Saltar al contenido

Outdated WordPress used in pharmaceutical spam campaigns


A couple of days ago on the Symantec blog they commented that they had detected in a few hours thousands of sites violated and used in pharmaceutical spam campaigns. Although they did not determine exactly what vulnerability was being exploited, all the sites have something in common, they use outdated versions of WordPress.

Attackers create an .html page that automatically redirects to the fraudulent site, this is propagated by spam mails Usually sent from compromised accounts or infected computers.

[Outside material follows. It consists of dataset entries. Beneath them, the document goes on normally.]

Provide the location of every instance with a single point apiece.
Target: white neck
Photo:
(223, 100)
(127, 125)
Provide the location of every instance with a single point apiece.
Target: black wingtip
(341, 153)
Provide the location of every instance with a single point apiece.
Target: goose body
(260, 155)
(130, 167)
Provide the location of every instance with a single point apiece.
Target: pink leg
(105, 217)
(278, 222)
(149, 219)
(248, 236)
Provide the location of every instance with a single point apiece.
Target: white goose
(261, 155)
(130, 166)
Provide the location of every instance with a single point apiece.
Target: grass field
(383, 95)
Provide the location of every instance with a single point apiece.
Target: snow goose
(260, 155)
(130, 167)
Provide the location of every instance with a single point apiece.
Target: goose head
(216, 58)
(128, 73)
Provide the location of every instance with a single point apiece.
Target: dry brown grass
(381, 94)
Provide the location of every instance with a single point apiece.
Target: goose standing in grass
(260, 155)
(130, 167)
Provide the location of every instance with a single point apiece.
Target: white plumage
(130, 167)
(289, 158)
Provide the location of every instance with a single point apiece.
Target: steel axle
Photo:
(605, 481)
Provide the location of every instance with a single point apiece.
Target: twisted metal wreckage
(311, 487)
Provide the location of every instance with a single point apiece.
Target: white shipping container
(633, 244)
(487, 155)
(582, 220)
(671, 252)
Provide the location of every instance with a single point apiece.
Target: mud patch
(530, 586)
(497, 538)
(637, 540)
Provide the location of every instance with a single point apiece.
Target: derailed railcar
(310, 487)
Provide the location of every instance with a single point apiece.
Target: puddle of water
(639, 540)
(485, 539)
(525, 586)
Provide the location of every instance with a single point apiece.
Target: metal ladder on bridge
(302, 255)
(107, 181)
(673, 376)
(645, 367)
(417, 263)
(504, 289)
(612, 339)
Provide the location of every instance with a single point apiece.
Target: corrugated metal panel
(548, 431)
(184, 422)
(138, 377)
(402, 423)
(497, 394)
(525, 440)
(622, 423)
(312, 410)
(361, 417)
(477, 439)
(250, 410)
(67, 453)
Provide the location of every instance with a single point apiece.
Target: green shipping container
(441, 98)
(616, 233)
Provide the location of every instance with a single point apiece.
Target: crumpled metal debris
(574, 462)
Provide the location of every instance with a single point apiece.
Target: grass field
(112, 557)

Just today one of those messages came to me, at first glance you can see that it is spam but when it comes from a contact many click on it and minutes later they end up buying cheap viagra on a fraudulent site:

This kind of fake emails are already classic, to the point that Hotmail recently added a new option that allows us to report that our friend's account is compromised.

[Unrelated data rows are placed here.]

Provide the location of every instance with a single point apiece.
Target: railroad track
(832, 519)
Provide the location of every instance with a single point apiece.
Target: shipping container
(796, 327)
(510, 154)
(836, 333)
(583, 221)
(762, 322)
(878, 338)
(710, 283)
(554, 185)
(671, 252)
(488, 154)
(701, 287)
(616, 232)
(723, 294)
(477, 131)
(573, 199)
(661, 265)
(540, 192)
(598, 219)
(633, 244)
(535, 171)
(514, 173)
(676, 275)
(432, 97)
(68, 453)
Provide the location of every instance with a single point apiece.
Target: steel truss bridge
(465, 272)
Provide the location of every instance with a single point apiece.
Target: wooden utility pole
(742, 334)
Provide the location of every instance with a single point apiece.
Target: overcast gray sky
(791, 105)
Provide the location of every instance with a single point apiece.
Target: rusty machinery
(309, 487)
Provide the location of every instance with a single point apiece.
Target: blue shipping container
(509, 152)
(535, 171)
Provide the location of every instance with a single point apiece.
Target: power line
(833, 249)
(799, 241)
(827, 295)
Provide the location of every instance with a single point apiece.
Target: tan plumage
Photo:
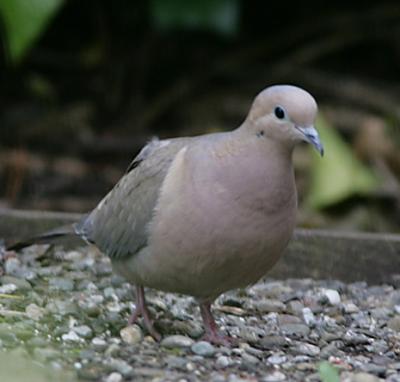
(206, 214)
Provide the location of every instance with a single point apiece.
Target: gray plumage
(206, 214)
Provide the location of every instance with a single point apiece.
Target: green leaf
(24, 21)
(221, 16)
(328, 373)
(339, 174)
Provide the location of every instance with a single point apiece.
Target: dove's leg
(212, 333)
(141, 310)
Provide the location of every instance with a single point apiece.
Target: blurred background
(85, 84)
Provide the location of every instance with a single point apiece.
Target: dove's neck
(254, 171)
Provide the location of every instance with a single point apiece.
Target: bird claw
(142, 311)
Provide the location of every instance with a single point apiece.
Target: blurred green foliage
(24, 21)
(221, 16)
(340, 175)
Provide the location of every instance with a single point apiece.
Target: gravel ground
(67, 311)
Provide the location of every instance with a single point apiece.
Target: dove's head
(286, 114)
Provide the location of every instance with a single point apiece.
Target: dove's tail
(48, 237)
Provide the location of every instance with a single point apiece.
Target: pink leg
(212, 333)
(141, 310)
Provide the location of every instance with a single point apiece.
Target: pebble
(176, 341)
(12, 266)
(361, 377)
(71, 336)
(61, 283)
(203, 348)
(34, 312)
(114, 377)
(308, 317)
(298, 323)
(131, 334)
(223, 361)
(275, 376)
(277, 359)
(394, 323)
(251, 359)
(8, 288)
(307, 349)
(99, 343)
(300, 330)
(120, 366)
(350, 308)
(83, 331)
(21, 284)
(332, 296)
(268, 305)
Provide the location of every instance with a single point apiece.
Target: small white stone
(203, 348)
(114, 377)
(99, 343)
(332, 296)
(308, 316)
(8, 288)
(34, 312)
(71, 336)
(223, 361)
(277, 359)
(275, 376)
(350, 307)
(131, 334)
(83, 331)
(177, 341)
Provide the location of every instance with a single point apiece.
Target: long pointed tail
(45, 238)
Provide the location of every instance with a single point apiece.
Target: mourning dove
(207, 214)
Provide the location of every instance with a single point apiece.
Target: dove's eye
(279, 112)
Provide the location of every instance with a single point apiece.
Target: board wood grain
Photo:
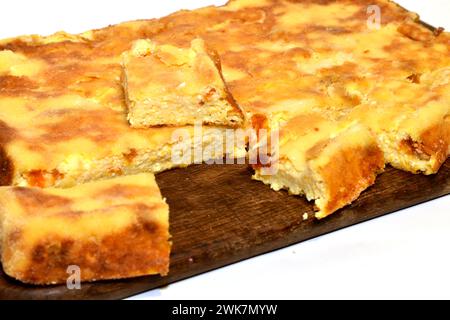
(220, 216)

With some Simple Google searches it is also possible to find many compromised sitesFor example, in the following screenshot you can see the results that contain the words buy viagra and a typical wordpress URL:

By clicking on some of the results you can see things like this:

This particular site uses an outdated version of WordPress, this can be easily seen by looking at the source code of the page. The most recent version of the platform is 3.2.1:

The site can also get infected in many other ways, outdated plugins, compromised FTP, poorly configured permissions, etc., but an old version of WP is always a good candidate for attacks.

That is why it is always important to keep everything updated, whether they are blogs, forums or any type of online platform. In short, they are programs that are running on a server and can present vulnerabilities like any other.